In fact, for all of us who care deeply about protecting an open Internet and net neutrality, including Mobile Future and our members, this anniversary should be cause more for mobilization than celebration.
Here is why:
As I write this, there are some in our community who – in order to advance their unique conception of net neutrality – are calling on policymakers to graft eight decades of telephone regulation onto our unprecedented, American technological marvel called the Internet and potentially – by extension, – much of our innovation economy.
These arm-chair regulatory archaeologists would have us call their draconian approach “strong” or “real” net neutrality.
But if they succeed, the only “strong” and “real” results will be the long list of unintended consequences, which very well may threaten the health and vibrancy of the Internet, along with the goal of net neutrality itself.
In this mythical, brave new Title II world, any broadband service with a transmission component (including digital content streaming or downloads, cloud- and location-based services and other next-generation services), i.e., the entire Internet ecosystem – could be regulated like public utilities, dictating everything from the rates we pay to the bit rates we can receive.
While it is timely and important to examine thoughtfully which parts of the ’34 Act still have relevance, it’s essential to understand that we can (and must) ensure an innovative and competitive future without stifling life-changing technologies like broadband with ill-suited and cumbersome regulations of the past.
The House Judiciary Subcommittee on Regulatory Reform, Commercial and Antitrust Law held a hearing today to discuss whether the country’s anti-trust laws are sufficient to ensure net neutrality, and as we heard across the aisles of Congress, as well as across industries and across the nation, everyone supports an open and free Internet.
However, this thing folks are now calling “strong” net neutrality does not require a reclassification of broadband providers as Title II common carriers.
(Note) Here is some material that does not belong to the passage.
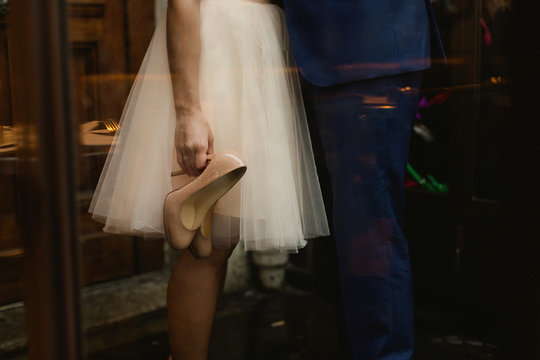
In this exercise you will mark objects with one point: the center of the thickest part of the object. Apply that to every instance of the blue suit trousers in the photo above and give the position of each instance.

The claim that rules meant for the analog, all-copper, fixed, narrowband monopoly telephone era would be good for today’s mobile, tech-savvy consumers should give everyone tremendous pause.
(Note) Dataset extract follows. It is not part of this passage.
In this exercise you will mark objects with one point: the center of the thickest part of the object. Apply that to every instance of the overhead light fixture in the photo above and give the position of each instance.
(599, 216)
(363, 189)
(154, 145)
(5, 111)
Broadband technologies have benefited from a pro-consumer, pro-innovation, bipartisan, and above all restrained regulatory approach since President Clinton and Congress passed the 1996 Telecommunications Act, transforming our way of life as demand for these services continues to grow. This policy of regulatory restraint gave birth to one of America’s greatest successes – a thriving Internet economy.
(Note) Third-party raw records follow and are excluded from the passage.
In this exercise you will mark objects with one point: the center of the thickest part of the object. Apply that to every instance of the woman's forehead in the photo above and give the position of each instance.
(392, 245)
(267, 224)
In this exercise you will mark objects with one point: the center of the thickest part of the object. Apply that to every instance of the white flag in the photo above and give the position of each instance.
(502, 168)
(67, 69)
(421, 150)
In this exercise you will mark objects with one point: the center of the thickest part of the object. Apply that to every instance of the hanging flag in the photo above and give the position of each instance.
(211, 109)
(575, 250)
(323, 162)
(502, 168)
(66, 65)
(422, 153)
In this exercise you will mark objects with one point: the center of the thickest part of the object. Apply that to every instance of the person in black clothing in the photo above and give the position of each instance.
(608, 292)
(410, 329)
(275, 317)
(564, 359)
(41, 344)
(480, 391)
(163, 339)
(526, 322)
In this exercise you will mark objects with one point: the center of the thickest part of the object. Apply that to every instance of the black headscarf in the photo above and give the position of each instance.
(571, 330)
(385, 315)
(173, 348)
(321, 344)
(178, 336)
The same can’t be said of industries saddled with public utility regulation. One need not look too far from home to see that regulated utilities like water and electricity have failed to attract anything near the degree of investment and innovation that we have seen flooding into the technologies and services that have enabled the Internet.
As the policymakers explore innovative avenues for ensuring an open Internet, there will be lots of opportunity in coming months for envisioning progressive and effective policy approaches. The most important thing right now is for all parts of the Internet innovation ecosystem, along with consumers and citizens everywhere, to come together and recognize that Title II reclassification is not the solution and must be taken off the table as a path forward for our nation’s economy, for the future of the Internet, and for our common national goal of strong – and real – net neutrality.